À l'heure actuelle, un policier ne peut ordonner à un conducteur de se soumettre à l'ivressomètre à moins d'avoir des raisons de soupçonner que ce dernier a les facultés affaiblies par l'alcool ou les drogues. Or, l'alcoolémie, même élevée, peut être difficile à détecter par l'observation, remarque le rapport.
Le Dépistage systématique aléatoire (DSA) corrigerait cette lacune et permettrait aux policiers de tester les conducteurs au hasard lors d'opérations policières ou à l'occasion d'un accident ou d'un simple excès de vitesse.
La Table estime que le DSA faciliterait la détection des conducteurs fautifs et aurait un effet dissuasif en intensifiant, chez les automobilistes, la crainte d'être appréhendés.
L'effet dissuasif, ou la peur des conséquences, est l'un des jalons de la lutte contre l'alcool au volant. Cependant, bon nombre de conducteurs québécois semblent faire preuve d'excès de confiance à cet égard. D'après un sondage de la Société de l'assurance automobile du Québec (SAAQ) cité dans le rapport, pas moins de 35 pour cent des Québécois ne craignent pas d'être arrêtés par la police s'ils ont consommé de l'alcool avant de prendre le volant.
En Australie, le dépistage aléatoire a donné de bons résultats sur le bilan routier. Les tests d'haleine aléatoires (THA) ont permis, selon la Table, de diminuer de 35 pour cent le nombre d'accidents mortels entre 1988 et 1992 dans l'État du Queensland.
Mais un obstacle majeur se profile: la mesure pourrait être illégale au Canada en vertu du droit criminel, notamment en matière de présomption d'innocence.
Même s'il a dit accueillir avec enthousiasme toutes les recommandations du rapport, le ministre des Transports, Sylvain Gaudreault, est demeuré prudent sur la question du dépistage aléatoire.
En conférence de presse, il a rappelé que le Québec favorisait un renvoi à la Cour suprême du Canada pour qu'elle se prononce sur la valeur constitutionnelle du DSA.

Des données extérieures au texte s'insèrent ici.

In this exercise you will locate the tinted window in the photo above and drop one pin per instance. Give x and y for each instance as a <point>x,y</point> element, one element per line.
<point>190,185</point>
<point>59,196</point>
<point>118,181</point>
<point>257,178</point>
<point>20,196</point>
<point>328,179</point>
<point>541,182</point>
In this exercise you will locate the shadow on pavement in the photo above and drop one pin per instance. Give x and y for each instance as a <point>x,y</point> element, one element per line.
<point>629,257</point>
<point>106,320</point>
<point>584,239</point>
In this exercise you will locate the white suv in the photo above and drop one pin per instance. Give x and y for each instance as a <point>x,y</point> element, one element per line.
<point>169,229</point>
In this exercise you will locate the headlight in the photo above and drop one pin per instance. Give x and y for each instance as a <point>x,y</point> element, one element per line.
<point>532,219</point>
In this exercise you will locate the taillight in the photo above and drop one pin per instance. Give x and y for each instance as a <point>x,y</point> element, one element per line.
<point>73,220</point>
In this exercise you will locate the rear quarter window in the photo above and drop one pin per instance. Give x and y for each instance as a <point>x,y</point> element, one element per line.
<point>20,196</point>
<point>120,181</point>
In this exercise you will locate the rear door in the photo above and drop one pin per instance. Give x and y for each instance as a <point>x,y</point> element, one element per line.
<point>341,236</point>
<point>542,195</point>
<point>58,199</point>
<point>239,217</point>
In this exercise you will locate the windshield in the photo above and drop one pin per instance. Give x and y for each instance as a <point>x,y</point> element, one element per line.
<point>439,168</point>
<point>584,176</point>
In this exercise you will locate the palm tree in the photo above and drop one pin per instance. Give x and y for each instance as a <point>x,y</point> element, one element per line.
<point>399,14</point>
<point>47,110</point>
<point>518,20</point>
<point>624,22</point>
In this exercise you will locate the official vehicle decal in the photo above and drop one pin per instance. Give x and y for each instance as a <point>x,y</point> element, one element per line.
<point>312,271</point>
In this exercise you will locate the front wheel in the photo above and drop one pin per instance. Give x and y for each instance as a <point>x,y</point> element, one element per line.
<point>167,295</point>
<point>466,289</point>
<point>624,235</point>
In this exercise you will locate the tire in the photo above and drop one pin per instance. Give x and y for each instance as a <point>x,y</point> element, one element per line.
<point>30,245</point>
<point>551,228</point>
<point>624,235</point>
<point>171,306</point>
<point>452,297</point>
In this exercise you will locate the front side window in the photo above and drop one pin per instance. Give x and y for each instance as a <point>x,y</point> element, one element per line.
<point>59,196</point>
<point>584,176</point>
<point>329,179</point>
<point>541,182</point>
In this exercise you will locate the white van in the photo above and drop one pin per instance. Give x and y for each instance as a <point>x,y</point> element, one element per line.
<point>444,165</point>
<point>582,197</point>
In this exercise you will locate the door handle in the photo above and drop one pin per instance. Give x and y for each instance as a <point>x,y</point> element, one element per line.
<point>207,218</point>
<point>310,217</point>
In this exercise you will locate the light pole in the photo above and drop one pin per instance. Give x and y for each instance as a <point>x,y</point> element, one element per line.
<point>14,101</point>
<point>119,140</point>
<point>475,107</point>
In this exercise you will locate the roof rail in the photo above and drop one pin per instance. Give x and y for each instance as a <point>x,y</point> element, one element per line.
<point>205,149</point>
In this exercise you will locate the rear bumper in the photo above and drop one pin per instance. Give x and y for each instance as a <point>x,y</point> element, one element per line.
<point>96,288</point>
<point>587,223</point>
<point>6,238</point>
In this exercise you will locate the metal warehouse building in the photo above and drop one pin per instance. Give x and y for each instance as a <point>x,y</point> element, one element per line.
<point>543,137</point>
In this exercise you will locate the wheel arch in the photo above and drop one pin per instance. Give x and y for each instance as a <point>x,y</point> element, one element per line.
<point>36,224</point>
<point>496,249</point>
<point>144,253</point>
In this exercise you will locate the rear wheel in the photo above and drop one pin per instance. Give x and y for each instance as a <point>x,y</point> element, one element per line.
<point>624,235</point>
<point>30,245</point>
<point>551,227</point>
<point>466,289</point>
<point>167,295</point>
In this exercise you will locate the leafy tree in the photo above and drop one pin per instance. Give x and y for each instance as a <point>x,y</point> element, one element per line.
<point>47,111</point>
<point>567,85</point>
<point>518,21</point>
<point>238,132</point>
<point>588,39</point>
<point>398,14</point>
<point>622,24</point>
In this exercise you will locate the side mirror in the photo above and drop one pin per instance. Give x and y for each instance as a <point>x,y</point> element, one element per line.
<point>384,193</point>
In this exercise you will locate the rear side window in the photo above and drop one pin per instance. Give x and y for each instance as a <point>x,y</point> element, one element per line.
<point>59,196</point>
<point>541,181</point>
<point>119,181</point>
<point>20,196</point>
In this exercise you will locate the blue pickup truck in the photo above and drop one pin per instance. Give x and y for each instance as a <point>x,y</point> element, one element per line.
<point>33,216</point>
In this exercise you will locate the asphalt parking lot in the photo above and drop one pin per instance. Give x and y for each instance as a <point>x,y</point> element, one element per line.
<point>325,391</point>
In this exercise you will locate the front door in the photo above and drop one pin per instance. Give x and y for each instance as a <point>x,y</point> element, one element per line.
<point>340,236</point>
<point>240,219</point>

"Soupçonner un conducteur d'avoir les facultés affaiblies, ce n'est pas comme y aller aléatoirement sur quiconque, qu'il y ait un soupçon ou non (...) C'est pour ça qu'il faut valider tout ça auprès de la Cour suprême, je pense que c'est sage", a-t-il dit.
Le gouvernement du Québec a soumis sa proposition de renvoi au groupe de travail fédéral-provincial-territorial sur la conduite avec les facultés affaiblies. La Table québécoise de la sécurité routière a dit appuyer la démarche.